Trekking through the mountains yields a familial closeness that’s hard to replicate back in “civilization.”
By Ashley Lodato
With clear skies forecast and eclipse pandemonium looming, many Methow Valley residents took to the mountains for the weekend. I got back late from my trip Sunday night and didn’t get permission to write about anyone else’s trips, but I know that a group went to Oval Lakes, another party did a significant run around McAlester Mountain, and others went into the Silent Lakes. Meanwhile, my family joined two other families for a backpacking trip into Wing Lake, with a side hike up Black Peak.
Those of us who go into the mountains go for many different reasons. Perhaps we, like Thoreau, wish to live deliberately and to front only the essential facts of life. But there’s more to it than that.

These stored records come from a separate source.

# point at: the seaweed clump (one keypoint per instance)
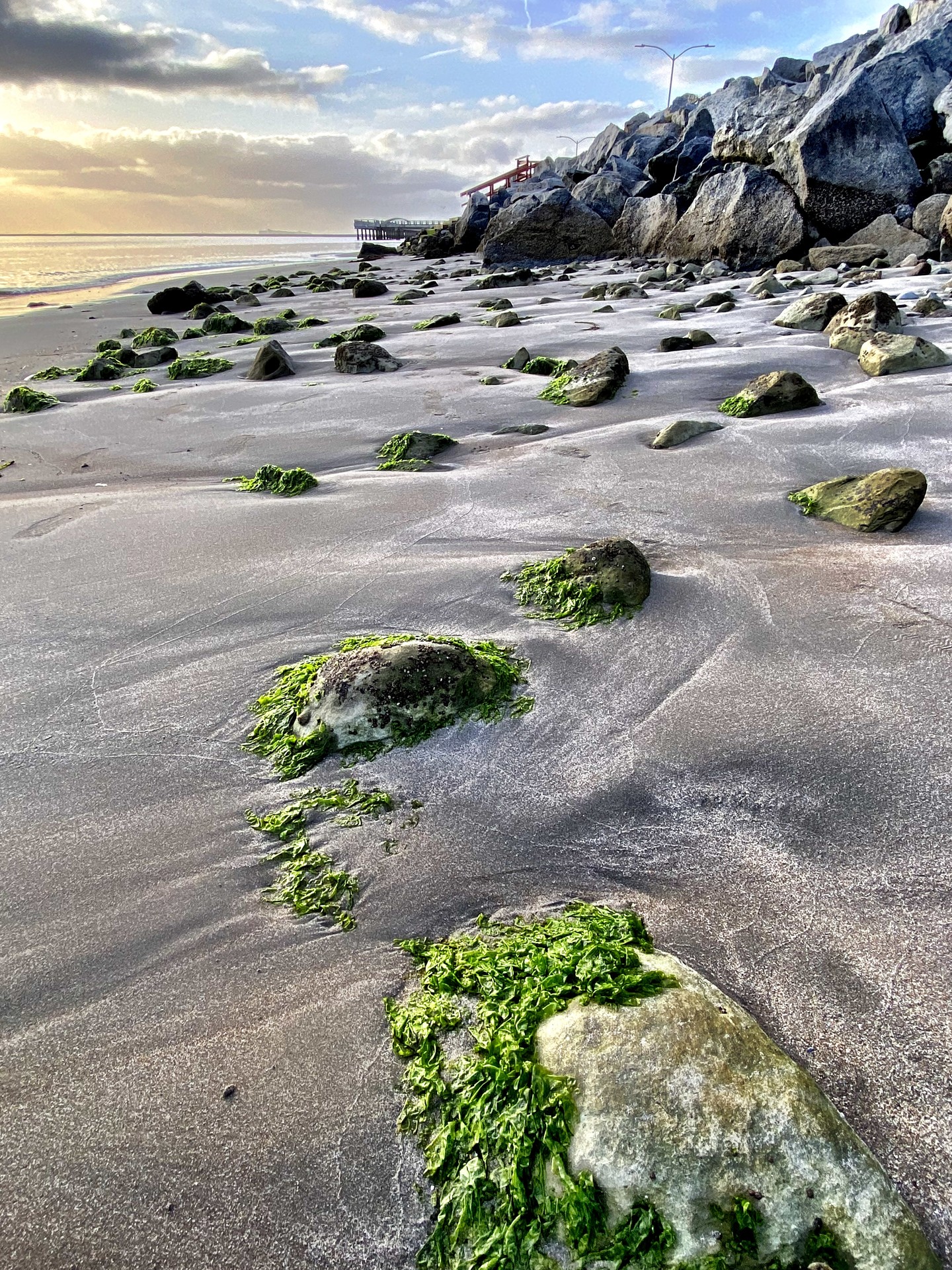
(493, 1124)
(270, 479)
(374, 694)
(24, 400)
(307, 879)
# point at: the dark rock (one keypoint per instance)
(550, 226)
(270, 362)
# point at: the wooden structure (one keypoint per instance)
(397, 228)
(524, 169)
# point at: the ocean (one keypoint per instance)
(42, 263)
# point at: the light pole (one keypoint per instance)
(674, 59)
(563, 138)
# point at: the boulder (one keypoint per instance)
(366, 288)
(270, 364)
(684, 1101)
(891, 355)
(549, 226)
(681, 431)
(885, 499)
(604, 194)
(592, 381)
(357, 357)
(873, 312)
(811, 313)
(645, 224)
(387, 694)
(847, 160)
(744, 216)
(772, 394)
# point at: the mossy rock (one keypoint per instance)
(885, 499)
(772, 394)
(376, 693)
(412, 451)
(24, 400)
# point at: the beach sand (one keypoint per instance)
(758, 761)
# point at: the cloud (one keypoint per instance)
(73, 45)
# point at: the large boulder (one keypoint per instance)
(744, 216)
(847, 160)
(684, 1101)
(549, 226)
(645, 224)
(606, 194)
(862, 318)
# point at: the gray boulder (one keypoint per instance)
(847, 160)
(551, 226)
(744, 216)
(684, 1101)
(606, 194)
(645, 224)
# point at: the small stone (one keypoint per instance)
(681, 431)
(885, 499)
(891, 355)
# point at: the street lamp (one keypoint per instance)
(674, 59)
(563, 138)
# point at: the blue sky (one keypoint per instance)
(165, 114)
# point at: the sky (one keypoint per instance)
(193, 116)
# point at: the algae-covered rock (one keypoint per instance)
(885, 499)
(272, 362)
(772, 394)
(23, 400)
(357, 357)
(681, 431)
(687, 1104)
(891, 355)
(592, 381)
(811, 313)
(851, 328)
(412, 451)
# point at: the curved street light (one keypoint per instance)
(674, 59)
(563, 138)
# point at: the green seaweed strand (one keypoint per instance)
(494, 1127)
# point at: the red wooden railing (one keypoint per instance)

Mostly, I think, we go because we feel fed by the mountains and the lifestyle they afford us, however brief. We go to the mountains to experience awe — that intake of breath as you crest a pass and gaze out at a vast expanse of peaks, valleys, forests and glaciers. Rock and snow juxtaposed with blue sky; puffs of clouds reflected in alpine lakes. Everything seems to come into sharper focus in the backcountry.

One of the rewards for the hard work of backpacking is the wild creatures one encounters on the trail.
We go to the mountains because we feel both significant and irrelevant in the midst of their grandeur. These places — a glacier-fed lake, flower-strewn meadow, a rocky peak black with lichen — fill us up. We soak up all they have to offer and go away feeling not just rejuvenated, but once again complete.
One of the things I love most about backpacking with other people is the way the experience breaks down barriers and nurtures intimacy. Our trip had six kids with a wide range of ages, and yet they mingled and fused as a unit seemingly effortlessly, with a comfort and camaraderie that was almost familial.
As the western sky turned purple, the kids went into the tent to play cards while the adults walked to a rock outcrop in the fading light. We sat on a ledge, shoulder-to-shoulder and hip-to-hip for warmth, and watched individual stars and then whole constellations emerge. Conversation wandered from the trifling to the weighty as we appreciated the immensity of the sky and our own good fortune to be in that particular place at that particular moment in time.
Once you’ve shared a trip into the mountains with friends, you develop a closeness that is hard to cultivate back at home. We are, I think, most like our true selves when we are in the mountains. Removed from the distractions of daily life in places that invite such confidences, we slowly reveal bits of ourselves, and in doing so we come to know even better the people who are already special to us.